There are numerous sources of information on the net. They can be more or less biaised or reliable and it is sometimes difficult to know where the truth is.

The GDELT project follows news fom thousands of news sites in real time, all over the world. It records the URL, the topic, the publication time, the site and several additional metadata describing each article. Every 15 min the site is updated to release the latest activity in the world of medias.

This rich dataset provides interesting information about the behavior and interaction between news sites. We have started several data science projects to extract valuable information about news from this data. From these first analyses, many questions arise. What is the influence of particular sites over the others? Can we group news sources from the information they provide, can we spot some abnormal behavior, can we classify the reliability of news sources? What is the behavior of news sites when a controversial information appears? Similarly for the news, can we spot particular patterns of appearance that would help us classify the news (without reading its content)? Can we detect fake news?

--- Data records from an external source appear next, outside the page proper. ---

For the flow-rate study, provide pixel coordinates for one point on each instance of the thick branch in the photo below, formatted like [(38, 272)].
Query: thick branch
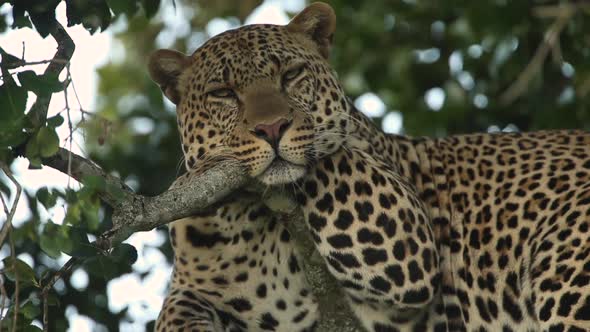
[(135, 213), (81, 167), (140, 213)]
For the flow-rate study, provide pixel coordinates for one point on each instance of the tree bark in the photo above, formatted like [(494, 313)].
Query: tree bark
[(135, 213)]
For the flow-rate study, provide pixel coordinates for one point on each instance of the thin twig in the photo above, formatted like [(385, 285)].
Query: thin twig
[(65, 50), (16, 280), (10, 216), (551, 38), (66, 268), (4, 299), (18, 64)]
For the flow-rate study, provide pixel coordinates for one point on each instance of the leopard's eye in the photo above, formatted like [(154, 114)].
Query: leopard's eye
[(222, 93), (292, 74)]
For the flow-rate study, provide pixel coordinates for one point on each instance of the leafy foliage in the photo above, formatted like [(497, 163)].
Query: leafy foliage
[(471, 55)]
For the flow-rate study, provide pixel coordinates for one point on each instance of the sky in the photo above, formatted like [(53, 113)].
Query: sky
[(144, 297)]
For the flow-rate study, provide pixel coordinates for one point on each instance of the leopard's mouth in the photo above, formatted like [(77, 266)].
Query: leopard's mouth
[(281, 171)]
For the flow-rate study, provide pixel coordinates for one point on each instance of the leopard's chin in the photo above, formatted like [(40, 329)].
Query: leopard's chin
[(281, 172)]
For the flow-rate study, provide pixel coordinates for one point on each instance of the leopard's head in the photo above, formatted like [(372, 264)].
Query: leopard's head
[(263, 95)]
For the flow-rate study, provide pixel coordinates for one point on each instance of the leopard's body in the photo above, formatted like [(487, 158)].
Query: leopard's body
[(483, 232)]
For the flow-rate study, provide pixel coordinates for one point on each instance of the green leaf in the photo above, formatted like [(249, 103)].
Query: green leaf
[(50, 245), (32, 328), (47, 197), (94, 183), (91, 14), (54, 240), (81, 247), (30, 310), (44, 84), (13, 100), (16, 268), (124, 254), (47, 141), (21, 20), (55, 121), (101, 266), (128, 7), (115, 191), (150, 7)]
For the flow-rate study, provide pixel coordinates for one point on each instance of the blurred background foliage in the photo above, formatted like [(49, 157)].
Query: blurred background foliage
[(431, 68)]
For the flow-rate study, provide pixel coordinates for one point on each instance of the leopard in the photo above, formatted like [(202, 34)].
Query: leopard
[(472, 232)]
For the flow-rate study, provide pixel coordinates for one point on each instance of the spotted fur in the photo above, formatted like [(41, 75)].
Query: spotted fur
[(483, 232)]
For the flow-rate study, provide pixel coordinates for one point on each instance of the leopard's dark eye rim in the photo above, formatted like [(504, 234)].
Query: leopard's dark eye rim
[(293, 73), (222, 93)]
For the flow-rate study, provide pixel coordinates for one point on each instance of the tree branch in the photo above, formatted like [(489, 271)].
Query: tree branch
[(79, 167), (550, 42), (140, 213)]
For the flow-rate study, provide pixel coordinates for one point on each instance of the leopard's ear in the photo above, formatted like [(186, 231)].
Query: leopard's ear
[(317, 21), (165, 66)]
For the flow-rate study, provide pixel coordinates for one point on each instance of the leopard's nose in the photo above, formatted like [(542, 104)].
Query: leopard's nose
[(272, 133)]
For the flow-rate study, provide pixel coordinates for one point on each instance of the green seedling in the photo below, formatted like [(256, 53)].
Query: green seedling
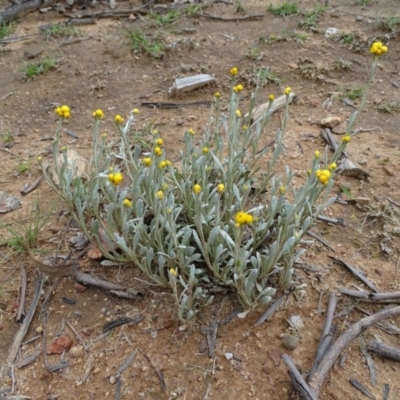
[(7, 29), (31, 70), (152, 46), (284, 10), (54, 31)]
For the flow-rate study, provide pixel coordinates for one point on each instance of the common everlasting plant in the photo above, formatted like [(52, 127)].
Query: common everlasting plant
[(217, 219)]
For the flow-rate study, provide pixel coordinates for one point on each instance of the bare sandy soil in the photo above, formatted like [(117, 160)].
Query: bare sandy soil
[(100, 71)]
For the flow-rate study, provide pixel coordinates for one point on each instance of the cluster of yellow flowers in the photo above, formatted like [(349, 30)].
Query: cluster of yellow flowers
[(243, 218), (378, 48), (323, 175), (115, 178), (63, 112), (98, 114), (165, 164), (127, 203), (118, 119), (238, 88)]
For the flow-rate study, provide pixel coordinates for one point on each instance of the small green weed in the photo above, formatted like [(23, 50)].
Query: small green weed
[(254, 53), (390, 24), (285, 36), (353, 94), (54, 31), (7, 29), (194, 9), (163, 20), (152, 46), (364, 3), (284, 10), (31, 70), (22, 167), (7, 137), (348, 38), (25, 233), (239, 7), (311, 18)]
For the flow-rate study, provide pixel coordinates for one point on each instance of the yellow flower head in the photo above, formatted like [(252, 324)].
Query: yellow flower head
[(147, 161), (249, 219), (127, 203), (346, 139), (238, 88), (234, 71), (332, 166), (159, 142), (240, 217), (378, 48), (196, 188), (118, 119), (116, 178), (324, 176), (63, 112)]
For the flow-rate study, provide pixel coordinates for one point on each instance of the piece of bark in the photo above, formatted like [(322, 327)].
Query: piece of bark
[(357, 273), (340, 344), (385, 350), (270, 311), (265, 109), (190, 83)]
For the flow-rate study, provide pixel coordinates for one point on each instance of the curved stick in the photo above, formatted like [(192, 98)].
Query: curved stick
[(333, 353)]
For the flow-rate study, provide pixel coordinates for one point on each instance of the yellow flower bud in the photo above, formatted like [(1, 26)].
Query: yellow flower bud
[(196, 188)]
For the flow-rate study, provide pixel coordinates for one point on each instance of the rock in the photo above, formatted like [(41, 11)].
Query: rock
[(290, 342), (228, 356), (340, 129), (330, 122), (77, 351), (60, 344)]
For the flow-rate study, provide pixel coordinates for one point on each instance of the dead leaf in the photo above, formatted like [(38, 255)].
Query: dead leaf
[(275, 355), (94, 253), (8, 203), (59, 345)]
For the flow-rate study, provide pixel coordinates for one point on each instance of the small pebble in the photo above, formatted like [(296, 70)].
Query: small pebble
[(290, 342), (77, 351)]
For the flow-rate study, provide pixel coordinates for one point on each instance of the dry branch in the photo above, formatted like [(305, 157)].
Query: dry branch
[(333, 353), (385, 350)]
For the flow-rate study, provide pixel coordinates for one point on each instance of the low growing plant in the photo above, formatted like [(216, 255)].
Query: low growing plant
[(219, 219), (31, 70)]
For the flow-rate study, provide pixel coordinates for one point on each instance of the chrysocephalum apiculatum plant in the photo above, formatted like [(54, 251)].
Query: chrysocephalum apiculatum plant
[(213, 220)]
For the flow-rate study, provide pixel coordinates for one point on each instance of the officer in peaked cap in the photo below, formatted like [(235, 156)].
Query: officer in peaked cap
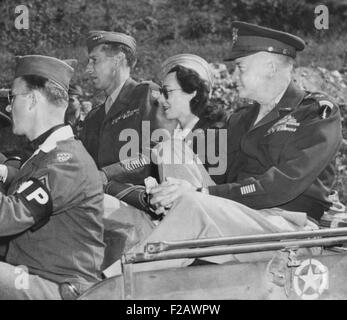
[(96, 38), (249, 38), (281, 149), (56, 197)]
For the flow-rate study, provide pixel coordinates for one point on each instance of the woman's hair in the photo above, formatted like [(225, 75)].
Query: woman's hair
[(190, 81)]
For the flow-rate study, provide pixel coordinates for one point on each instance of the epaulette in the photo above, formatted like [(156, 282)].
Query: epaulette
[(324, 103), (93, 111)]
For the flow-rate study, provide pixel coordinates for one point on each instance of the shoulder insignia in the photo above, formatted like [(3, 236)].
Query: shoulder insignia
[(325, 109), (44, 180), (248, 189), (287, 123), (326, 105), (135, 163), (63, 156)]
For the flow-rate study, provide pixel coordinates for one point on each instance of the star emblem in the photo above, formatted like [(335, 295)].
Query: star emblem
[(310, 279)]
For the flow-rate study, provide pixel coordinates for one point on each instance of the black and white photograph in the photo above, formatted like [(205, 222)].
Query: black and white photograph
[(172, 154)]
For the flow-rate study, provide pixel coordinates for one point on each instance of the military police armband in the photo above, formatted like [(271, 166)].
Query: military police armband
[(37, 198)]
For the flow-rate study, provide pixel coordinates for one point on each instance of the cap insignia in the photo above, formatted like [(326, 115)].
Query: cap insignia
[(235, 36)]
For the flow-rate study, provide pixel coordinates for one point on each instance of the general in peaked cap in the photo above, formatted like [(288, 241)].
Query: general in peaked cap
[(99, 37), (56, 70), (249, 38), (190, 61)]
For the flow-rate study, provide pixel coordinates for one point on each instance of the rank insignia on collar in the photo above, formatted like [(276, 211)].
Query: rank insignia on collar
[(235, 36), (155, 94), (97, 37), (126, 115), (64, 156), (287, 123)]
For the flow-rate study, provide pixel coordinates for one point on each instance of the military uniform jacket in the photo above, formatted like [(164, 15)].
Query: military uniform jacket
[(103, 135), (286, 159), (54, 208)]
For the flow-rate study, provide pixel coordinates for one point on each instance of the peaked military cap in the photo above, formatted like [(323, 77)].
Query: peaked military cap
[(249, 38), (190, 61), (99, 37), (51, 68)]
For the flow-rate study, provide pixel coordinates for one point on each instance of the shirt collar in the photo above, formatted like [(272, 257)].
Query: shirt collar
[(60, 134), (114, 95)]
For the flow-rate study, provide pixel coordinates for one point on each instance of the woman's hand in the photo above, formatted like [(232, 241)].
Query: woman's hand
[(166, 193)]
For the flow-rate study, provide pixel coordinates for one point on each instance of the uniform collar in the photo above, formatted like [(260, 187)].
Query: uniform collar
[(62, 133), (290, 100), (123, 97), (115, 93)]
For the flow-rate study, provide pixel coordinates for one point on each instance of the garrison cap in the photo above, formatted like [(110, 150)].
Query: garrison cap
[(99, 37), (51, 68), (249, 38), (190, 61)]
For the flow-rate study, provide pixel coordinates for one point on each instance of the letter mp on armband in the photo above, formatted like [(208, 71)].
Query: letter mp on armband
[(37, 199)]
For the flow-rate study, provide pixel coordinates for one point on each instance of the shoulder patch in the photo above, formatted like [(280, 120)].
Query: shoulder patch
[(63, 156), (45, 181), (325, 105)]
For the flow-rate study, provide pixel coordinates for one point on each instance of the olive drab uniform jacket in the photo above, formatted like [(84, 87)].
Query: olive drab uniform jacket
[(286, 160), (102, 134), (54, 209), (136, 111)]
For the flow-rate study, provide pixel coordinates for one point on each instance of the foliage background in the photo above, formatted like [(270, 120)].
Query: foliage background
[(166, 27)]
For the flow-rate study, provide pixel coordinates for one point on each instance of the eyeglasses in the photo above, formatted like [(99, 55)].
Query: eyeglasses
[(11, 96), (165, 92)]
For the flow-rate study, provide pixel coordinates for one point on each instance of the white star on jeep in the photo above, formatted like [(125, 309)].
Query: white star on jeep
[(311, 279)]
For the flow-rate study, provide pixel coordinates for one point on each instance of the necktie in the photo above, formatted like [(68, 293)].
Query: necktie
[(108, 104)]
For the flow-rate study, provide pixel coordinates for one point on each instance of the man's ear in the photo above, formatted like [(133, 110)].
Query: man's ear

All these questions needs an in-depth analysis of the GDELT dataset, with the latest data processing methods and machine learning algorithms.

The student will perform data analysis using methods from a wide range of data science techniques. This includes:

  • data cleaning,
  • basic statistical analyses to understand the news environment and the news propagation,
  • unsupervised and/or supervised learning to automatically detect fake or controversial news,
  • visualization methods.

The project will be implemented in Python and the student should be familiar with programming.